I want to join against a huge partitioned table. The planner probably assumes that the partitioned table is very cheap to scan.
I have the following query:
select *
from (
select users where age < 18 limit 10
) as users
join
clicks on users.id = clicks.userid
where
clicks.ts between '2015-01-01' and now();
The table clicks
is the master table with roughly 40 child tables containing together about 40 million records.
This query performs very slow. When I look at the planner postgres first performs a complete scan of the clicks
table and then scans the user table.
However when I limit the users
subquery to 1 the planner first scans the users and then the clicks.
It seems as if the planner assumes that the clicks
table is very lightweight.

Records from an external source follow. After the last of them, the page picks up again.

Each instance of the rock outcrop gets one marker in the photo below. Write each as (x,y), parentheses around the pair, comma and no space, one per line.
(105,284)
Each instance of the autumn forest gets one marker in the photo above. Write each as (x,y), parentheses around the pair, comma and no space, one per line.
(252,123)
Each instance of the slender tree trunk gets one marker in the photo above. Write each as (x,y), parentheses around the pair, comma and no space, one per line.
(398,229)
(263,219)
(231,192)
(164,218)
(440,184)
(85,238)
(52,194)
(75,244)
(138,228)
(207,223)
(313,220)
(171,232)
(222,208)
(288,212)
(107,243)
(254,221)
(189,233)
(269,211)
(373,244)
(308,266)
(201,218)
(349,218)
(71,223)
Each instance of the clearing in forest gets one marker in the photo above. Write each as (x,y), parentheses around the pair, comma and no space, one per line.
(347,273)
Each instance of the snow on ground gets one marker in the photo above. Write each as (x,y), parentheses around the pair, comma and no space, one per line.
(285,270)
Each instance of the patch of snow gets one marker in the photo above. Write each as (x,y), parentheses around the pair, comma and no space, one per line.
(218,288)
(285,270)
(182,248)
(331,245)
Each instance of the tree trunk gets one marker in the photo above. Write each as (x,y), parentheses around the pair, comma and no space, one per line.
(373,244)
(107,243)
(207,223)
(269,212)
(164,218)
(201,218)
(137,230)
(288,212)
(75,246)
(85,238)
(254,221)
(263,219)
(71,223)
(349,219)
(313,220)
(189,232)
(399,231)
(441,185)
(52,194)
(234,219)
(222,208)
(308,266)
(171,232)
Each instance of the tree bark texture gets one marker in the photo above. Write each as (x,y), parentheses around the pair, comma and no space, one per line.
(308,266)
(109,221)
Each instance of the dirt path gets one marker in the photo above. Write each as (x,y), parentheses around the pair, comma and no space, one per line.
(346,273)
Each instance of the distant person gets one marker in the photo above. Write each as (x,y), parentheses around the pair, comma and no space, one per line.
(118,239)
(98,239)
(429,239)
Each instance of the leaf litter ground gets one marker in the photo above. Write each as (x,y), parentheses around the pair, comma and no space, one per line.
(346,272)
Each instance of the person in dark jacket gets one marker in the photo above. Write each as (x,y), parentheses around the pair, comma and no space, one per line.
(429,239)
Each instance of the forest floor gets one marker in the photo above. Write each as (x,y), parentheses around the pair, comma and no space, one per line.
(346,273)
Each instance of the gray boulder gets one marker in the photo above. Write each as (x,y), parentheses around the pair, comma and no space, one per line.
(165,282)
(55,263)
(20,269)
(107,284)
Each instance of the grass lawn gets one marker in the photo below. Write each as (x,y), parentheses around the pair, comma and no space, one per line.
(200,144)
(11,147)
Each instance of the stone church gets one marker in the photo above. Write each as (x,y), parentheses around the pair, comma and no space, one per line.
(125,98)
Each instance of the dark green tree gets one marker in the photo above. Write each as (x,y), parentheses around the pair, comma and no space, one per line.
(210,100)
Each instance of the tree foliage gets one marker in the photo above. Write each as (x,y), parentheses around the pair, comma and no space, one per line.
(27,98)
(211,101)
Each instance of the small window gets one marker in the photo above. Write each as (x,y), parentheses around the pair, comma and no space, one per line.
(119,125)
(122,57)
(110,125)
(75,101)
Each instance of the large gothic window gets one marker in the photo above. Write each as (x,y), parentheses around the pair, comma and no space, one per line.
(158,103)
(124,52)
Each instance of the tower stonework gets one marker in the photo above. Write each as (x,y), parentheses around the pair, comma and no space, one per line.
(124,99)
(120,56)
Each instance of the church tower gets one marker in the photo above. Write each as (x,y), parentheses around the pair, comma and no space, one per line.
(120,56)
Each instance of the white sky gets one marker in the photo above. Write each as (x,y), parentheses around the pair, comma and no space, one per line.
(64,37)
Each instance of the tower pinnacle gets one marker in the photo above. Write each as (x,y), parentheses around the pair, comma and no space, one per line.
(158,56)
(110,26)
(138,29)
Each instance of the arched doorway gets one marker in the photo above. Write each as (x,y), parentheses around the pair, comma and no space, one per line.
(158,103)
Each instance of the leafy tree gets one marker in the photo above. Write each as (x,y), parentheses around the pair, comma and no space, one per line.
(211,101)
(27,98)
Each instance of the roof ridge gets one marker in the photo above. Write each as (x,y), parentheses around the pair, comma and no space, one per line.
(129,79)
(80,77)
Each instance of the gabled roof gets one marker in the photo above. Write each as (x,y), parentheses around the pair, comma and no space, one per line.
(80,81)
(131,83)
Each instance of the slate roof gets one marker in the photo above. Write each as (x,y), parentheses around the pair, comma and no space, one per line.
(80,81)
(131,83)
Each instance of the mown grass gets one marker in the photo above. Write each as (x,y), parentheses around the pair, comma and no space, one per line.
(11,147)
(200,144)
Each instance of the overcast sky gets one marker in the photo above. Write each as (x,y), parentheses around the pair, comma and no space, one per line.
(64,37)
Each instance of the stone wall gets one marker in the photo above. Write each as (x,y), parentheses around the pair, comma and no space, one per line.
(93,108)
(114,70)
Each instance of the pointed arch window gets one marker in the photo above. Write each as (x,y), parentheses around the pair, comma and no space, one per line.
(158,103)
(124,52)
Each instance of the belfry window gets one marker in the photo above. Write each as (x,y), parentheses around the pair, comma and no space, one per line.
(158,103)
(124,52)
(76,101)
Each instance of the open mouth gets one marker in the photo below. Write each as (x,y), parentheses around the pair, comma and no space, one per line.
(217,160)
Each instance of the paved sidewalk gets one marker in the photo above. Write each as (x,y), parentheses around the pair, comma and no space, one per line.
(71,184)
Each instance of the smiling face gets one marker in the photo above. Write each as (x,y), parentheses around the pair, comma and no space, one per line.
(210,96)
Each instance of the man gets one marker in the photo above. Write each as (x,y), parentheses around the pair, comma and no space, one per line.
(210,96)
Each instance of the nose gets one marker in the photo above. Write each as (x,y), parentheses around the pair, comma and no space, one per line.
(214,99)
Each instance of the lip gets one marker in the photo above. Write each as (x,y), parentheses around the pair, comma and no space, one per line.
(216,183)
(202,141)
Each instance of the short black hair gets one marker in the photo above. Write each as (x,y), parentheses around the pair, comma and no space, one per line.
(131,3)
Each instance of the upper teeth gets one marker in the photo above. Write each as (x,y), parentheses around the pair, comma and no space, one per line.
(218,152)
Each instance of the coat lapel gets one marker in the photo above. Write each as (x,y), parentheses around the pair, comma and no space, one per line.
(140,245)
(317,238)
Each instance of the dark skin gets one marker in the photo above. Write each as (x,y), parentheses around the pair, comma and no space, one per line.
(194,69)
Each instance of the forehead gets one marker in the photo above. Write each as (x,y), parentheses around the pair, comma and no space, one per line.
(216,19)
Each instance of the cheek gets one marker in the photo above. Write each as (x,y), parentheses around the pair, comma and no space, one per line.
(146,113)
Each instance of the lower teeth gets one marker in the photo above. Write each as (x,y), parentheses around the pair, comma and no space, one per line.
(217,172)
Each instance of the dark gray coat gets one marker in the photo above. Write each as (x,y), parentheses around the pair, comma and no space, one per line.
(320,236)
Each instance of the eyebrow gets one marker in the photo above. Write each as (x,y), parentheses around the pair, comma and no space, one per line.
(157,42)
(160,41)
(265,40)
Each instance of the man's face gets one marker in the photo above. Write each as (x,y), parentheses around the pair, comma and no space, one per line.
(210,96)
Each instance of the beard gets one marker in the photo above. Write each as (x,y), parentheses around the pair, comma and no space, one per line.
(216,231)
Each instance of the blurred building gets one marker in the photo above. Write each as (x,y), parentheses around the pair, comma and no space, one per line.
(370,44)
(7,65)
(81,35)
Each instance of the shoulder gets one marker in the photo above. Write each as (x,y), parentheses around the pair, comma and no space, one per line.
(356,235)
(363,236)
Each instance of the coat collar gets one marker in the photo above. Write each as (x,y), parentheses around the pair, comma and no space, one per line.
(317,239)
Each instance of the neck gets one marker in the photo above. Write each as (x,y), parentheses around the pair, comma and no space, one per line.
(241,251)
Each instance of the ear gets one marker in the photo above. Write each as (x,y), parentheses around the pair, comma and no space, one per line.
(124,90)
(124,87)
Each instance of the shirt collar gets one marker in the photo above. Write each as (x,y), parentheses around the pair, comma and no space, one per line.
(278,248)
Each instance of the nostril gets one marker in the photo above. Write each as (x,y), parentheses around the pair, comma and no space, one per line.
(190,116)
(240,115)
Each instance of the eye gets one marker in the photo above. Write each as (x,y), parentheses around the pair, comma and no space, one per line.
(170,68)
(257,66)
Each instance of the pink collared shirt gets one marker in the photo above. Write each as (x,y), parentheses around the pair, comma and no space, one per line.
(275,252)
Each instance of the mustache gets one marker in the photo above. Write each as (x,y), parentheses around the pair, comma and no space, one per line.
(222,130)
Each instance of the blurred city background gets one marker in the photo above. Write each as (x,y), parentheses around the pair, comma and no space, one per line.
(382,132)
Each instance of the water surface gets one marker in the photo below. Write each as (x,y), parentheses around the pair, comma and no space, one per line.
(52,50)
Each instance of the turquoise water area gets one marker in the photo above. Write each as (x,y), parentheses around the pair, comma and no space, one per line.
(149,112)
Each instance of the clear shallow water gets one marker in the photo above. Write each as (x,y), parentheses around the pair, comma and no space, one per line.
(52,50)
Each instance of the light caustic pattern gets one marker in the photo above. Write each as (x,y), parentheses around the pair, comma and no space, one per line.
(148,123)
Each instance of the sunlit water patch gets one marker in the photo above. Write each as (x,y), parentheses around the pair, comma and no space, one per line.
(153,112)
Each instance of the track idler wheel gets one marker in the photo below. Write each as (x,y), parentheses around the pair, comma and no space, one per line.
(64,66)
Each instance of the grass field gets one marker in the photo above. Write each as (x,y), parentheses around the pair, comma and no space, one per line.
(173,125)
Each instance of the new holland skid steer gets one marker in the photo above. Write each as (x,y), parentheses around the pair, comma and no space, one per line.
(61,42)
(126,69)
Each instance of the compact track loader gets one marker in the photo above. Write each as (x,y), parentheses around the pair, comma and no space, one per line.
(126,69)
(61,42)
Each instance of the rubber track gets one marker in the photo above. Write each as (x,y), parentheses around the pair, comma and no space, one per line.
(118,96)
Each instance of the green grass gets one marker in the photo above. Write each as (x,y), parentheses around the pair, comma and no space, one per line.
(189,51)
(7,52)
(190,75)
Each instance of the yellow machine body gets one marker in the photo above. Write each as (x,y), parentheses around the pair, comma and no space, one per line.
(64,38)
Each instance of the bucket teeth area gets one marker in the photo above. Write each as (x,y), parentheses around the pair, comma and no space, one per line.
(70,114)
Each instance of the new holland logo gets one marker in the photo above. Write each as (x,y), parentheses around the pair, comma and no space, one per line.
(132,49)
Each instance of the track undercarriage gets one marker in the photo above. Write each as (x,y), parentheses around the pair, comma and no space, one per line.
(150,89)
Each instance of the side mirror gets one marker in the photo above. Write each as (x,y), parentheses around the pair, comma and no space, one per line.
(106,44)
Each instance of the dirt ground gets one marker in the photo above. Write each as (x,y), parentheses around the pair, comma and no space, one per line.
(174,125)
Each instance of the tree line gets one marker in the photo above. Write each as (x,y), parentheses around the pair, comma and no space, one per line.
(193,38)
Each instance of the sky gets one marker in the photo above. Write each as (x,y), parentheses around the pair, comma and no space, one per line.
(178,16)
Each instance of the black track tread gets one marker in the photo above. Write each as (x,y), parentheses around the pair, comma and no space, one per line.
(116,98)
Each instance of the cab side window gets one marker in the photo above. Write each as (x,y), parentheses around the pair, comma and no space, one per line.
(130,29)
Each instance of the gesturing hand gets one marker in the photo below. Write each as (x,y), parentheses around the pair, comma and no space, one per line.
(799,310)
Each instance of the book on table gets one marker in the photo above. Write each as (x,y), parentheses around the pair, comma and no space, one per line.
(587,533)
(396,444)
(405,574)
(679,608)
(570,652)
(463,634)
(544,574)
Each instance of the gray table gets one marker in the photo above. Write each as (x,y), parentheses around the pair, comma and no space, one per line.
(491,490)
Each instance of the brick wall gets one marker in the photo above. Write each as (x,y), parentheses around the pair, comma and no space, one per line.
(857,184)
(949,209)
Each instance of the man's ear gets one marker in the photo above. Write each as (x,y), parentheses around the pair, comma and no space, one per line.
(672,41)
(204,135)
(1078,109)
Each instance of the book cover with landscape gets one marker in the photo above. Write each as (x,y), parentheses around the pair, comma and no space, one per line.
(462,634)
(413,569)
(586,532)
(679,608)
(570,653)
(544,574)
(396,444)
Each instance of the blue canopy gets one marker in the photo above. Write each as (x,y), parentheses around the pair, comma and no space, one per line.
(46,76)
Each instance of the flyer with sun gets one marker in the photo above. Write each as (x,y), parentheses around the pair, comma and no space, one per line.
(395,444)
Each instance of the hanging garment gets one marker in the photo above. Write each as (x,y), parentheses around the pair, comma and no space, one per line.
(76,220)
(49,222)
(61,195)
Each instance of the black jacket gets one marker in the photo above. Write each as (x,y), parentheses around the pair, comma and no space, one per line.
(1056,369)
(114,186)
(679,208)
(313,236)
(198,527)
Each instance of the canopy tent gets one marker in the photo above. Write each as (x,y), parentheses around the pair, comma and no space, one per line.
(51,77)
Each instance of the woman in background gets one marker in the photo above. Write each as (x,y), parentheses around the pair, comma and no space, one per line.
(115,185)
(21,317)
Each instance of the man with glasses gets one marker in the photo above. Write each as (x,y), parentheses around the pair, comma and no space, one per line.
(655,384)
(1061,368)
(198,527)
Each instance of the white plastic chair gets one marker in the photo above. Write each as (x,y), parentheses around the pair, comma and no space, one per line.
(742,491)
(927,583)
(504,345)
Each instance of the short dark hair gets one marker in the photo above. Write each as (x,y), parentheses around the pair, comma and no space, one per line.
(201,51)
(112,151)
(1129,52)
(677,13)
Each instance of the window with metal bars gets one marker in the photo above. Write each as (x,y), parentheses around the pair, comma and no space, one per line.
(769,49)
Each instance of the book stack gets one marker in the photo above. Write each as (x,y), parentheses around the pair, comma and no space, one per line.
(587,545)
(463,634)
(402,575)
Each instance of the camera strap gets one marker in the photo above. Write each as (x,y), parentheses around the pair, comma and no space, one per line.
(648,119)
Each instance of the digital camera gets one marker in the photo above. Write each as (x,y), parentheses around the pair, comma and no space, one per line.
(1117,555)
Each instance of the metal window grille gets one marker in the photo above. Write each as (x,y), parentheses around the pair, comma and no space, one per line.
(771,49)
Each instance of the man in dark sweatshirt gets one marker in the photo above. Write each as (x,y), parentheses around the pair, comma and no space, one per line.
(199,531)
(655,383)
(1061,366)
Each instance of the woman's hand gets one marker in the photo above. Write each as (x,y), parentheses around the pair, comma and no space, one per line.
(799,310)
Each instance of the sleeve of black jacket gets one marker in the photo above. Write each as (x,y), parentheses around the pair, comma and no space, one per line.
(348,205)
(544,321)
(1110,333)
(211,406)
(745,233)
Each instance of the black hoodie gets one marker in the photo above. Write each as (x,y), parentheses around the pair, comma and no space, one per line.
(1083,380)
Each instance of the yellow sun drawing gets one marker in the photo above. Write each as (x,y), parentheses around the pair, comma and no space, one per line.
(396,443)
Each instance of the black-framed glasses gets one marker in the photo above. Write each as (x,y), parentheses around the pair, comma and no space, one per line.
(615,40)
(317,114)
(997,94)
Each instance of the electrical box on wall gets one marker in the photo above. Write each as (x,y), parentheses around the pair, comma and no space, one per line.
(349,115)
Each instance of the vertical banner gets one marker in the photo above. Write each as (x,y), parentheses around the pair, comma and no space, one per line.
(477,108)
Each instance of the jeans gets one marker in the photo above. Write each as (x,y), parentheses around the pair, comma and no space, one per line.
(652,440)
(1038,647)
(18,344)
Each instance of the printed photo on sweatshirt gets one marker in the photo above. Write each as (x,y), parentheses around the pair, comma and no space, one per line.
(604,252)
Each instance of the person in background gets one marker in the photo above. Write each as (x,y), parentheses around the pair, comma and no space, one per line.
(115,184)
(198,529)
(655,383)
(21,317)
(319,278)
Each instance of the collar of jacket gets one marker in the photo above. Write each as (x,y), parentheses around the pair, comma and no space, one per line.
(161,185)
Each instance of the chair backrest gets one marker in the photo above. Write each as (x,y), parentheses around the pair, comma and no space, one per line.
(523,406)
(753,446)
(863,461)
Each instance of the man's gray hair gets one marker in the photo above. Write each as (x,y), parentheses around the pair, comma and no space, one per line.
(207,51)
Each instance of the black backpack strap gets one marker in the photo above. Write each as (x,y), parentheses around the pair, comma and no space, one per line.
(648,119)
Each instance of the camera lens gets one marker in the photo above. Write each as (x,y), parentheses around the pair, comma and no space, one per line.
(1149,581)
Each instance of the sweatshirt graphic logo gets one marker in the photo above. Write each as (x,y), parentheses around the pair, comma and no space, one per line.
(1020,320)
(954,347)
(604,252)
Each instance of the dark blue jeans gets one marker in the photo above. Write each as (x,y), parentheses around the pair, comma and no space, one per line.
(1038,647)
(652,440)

If I look at the stats in pg_class
the master table clicks
has 0 tuples. Which is true on the one hand because it is a master table, but on the other hand, for the planner it should contain the sum of all its child tables.
How can I force the planner to use the cheapest option first?
edit: in simplifying the query I indeed missed out an additional constraint on the date.
The partitioning constraints are on: clicks.ts
and clicks.userid
I have indexes on users.age
, user.id
, clicks.userid
and clicks.ts
Maybe I have to trust the planner. I am just a little insecure because I once had a case where postgres showed some weird behavior with limits (PostgreSQL query very slow with limit 1).